Andrij Rovenchak,Maksym Druchok
DOI: https://doi.org/10.1002/jcc.27292
2024-01-04
Abstract:Design of new drugs is a challenging process: a candidate molecule should satisfy multiple conditions to act properly and make the least side-effect -- perfect candidates selectively attach to and influence only targets, leaving off-targets intact. The amount of experimental data about various properties of molecules constantly grows, promoting data-driven approaches. However, the applicability of typical predictive machine learning techniques can be substantially limited by a lack of experimental data about a particular target. For example, there are many known Thrombin inhibitors (acting as anticoagulants), but a very limited number of known Protein C inhibitors (coagulants). In this study, we present our approach to suggest new inhibitor candidates by building an effective representation of chemical space. For this aim, we developed a deep learning model -- autoencoder, trained on a large set of molecules in the SMILES format to map the chemical space. Further, we applied different sampling strategies to generate novel coagulant candidates. Symmetrically, we tested our approach on anticoagulant candidates, where we were able to predict their inhibition towards Thrombin. We also compare our approach with MegaMolBART -- another deep learning generative model, but exploiting similar principles of navigation in a chemical space.
Biomolecules
What problem does this paper attempt to address?

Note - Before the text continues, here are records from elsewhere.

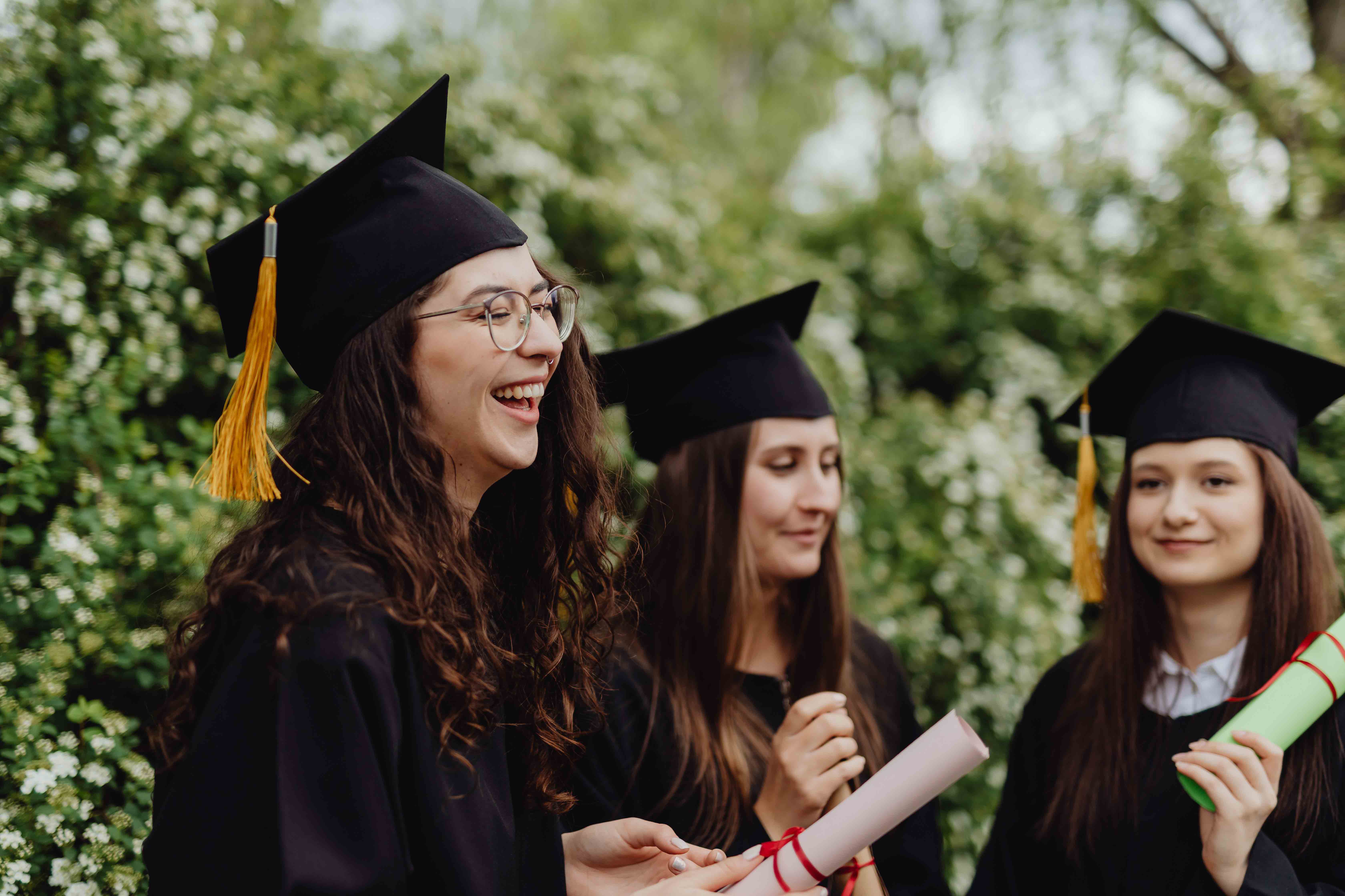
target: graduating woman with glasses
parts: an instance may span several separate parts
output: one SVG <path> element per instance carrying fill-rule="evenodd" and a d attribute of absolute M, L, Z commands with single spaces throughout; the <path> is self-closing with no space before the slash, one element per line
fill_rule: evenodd
<path fill-rule="evenodd" d="M 640 815 L 752 854 L 920 735 L 897 657 L 849 609 L 835 416 L 794 347 L 816 289 L 600 359 L 658 473 L 568 825 Z M 857 857 L 855 893 L 946 895 L 940 842 L 931 803 Z"/>
<path fill-rule="evenodd" d="M 246 348 L 208 481 L 266 504 L 169 643 L 155 893 L 671 896 L 753 865 L 631 818 L 561 836 L 615 609 L 593 359 L 576 290 L 441 171 L 447 89 L 207 254 Z M 270 463 L 273 337 L 319 395 Z"/>

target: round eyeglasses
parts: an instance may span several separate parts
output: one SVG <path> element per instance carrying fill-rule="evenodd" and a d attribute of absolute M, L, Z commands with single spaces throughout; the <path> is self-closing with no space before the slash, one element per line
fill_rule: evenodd
<path fill-rule="evenodd" d="M 574 329 L 574 317 L 578 313 L 578 305 L 580 292 L 573 286 L 561 283 L 560 286 L 553 286 L 542 298 L 529 298 L 523 293 L 506 290 L 495 293 L 484 302 L 417 314 L 416 320 L 438 317 L 440 314 L 456 314 L 457 312 L 468 312 L 479 308 L 482 309 L 482 317 L 486 318 L 487 329 L 491 333 L 491 341 L 495 343 L 495 348 L 502 352 L 512 352 L 527 339 L 527 328 L 533 324 L 534 313 L 546 321 L 547 326 L 564 343 L 570 330 Z"/>

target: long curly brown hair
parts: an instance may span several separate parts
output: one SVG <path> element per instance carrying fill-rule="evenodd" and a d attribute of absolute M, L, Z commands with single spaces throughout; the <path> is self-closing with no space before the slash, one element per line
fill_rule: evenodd
<path fill-rule="evenodd" d="M 465 752 L 507 704 L 527 743 L 530 801 L 553 813 L 573 802 L 565 774 L 581 751 L 580 720 L 601 717 L 601 664 L 619 609 L 608 552 L 615 490 L 599 446 L 593 356 L 576 326 L 541 406 L 537 459 L 471 514 L 445 496 L 448 459 L 422 423 L 410 368 L 414 313 L 438 283 L 351 340 L 281 449 L 311 485 L 273 463 L 281 498 L 264 504 L 211 563 L 204 604 L 168 643 L 168 697 L 151 731 L 164 768 L 187 752 L 213 657 L 239 618 L 278 619 L 282 653 L 289 626 L 332 603 L 316 584 L 312 553 L 292 537 L 327 532 L 343 545 L 342 562 L 381 579 L 378 606 L 418 642 L 428 719 L 445 755 L 469 767 Z M 343 510 L 340 523 L 331 506 Z"/>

The paper attempts to address the problem of finding new coagulants through machine learning methods in situations where data availability is low. Specifically, the paper focuses on how to generate new coagulant candidate molecules using machine learning techniques when the number of known coagulants is very limited. The paper mentions that although there are many known anticoagulants (such as thrombin inhibitors), the number of known coagulants (such as protein C inhibitors) is very small. Therefore, traditional predictive machine learning techniques are often limited in this context. To overcome this challenge, the researchers developed a deep learning-based autoencoder model that can map the chemical space to a low-dimensional embedding space. By applying different sampling strategies in this embedding space, the researchers were able to generate new coagulant candidate molecules. Additionally, they tested the performance of this method on anticoagulant candidate molecules and compared it with another deep learning generative model, MegaMolBART. Overall, the paper aims to explore an effective method for generating new drugs using machine learning techniques in data-scarce situations, with a particular focus on the discovery of coagulants.